PSM #25: The Framework for Managing Self [revised]
This has been a difficult introduction to start, so I will go straight to the point[s] that I hope to make then build the case for the position I take.
If you do not manage yourself, someone else will. And when you allow this to happen, you compromise your ability to provide significant added value to the position you hold. You compromise the ability to serve the stakeholders, the shareholders, and the customers of your organization. You become an agent of someone else, accomplishing their vision and fulfilling their dreams. Being an agent in itself is not bad. We are successful when we help others to be successful. But we need to do this consciously rather than unconsciously.
If we do not have a strategy for self management and the the skills to do so, someone else will manage us instead.

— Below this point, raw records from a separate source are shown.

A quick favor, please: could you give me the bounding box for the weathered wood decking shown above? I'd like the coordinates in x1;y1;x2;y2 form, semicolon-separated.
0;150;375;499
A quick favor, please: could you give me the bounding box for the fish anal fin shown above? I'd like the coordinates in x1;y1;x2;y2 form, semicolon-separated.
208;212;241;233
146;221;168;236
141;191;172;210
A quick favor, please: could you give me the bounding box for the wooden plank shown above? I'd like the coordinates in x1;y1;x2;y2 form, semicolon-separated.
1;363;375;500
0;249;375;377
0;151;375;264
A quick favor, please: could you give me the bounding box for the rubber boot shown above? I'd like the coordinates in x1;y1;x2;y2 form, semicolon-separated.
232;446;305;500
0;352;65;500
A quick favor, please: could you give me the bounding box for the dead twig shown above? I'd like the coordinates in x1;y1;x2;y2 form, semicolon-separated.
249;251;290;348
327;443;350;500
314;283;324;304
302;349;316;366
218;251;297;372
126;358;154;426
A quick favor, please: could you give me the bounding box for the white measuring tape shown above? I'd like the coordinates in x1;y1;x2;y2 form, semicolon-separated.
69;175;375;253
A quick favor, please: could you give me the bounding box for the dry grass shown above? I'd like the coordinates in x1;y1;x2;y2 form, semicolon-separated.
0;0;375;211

So what is the strategy for self management? We have to start with the mission statement I spoke about several podcasts ago. We live for something. If we do not focus on who we are and what we live for, we can be assured that someone else will provide us that direction for his or her own ends. We need to center ourselves with our mission statement. I have also spoken about the value of a plan and the need for goals in our lives. These features, our mission, our plan, and our goals, create the framework under which we live, manage, and make decisions.
I think there is one other element in this framework. Our mission, our plan, and our goals state what we DO and only implicitly state who we ARE. To borrow a quote from someone, “we are human beings, not human doings.” Actually, I think we are both, but what we do is a result of who we are.
So on another sheet of paper, I encourage you to list who you are, what attributes make you uniquely you. Then review your mission, your plan, and your goals to see how your attributes of being are reflected in your doing.
This is the framework we use for decisions and direction: our mission, our plan, our goals, and our concept of being. This framework keeps us from becoming easily distracted, misdirected, or manipulated.
The podcast is located here.
Have a happy holiday season.
Craig @ December 2, 2007
Very happy to hear your input; a wonderfully appropriate message and one that I recommend to my students. Thank you so very much for continuing to bring a thoughtful, accessible, and poignant message time and time again.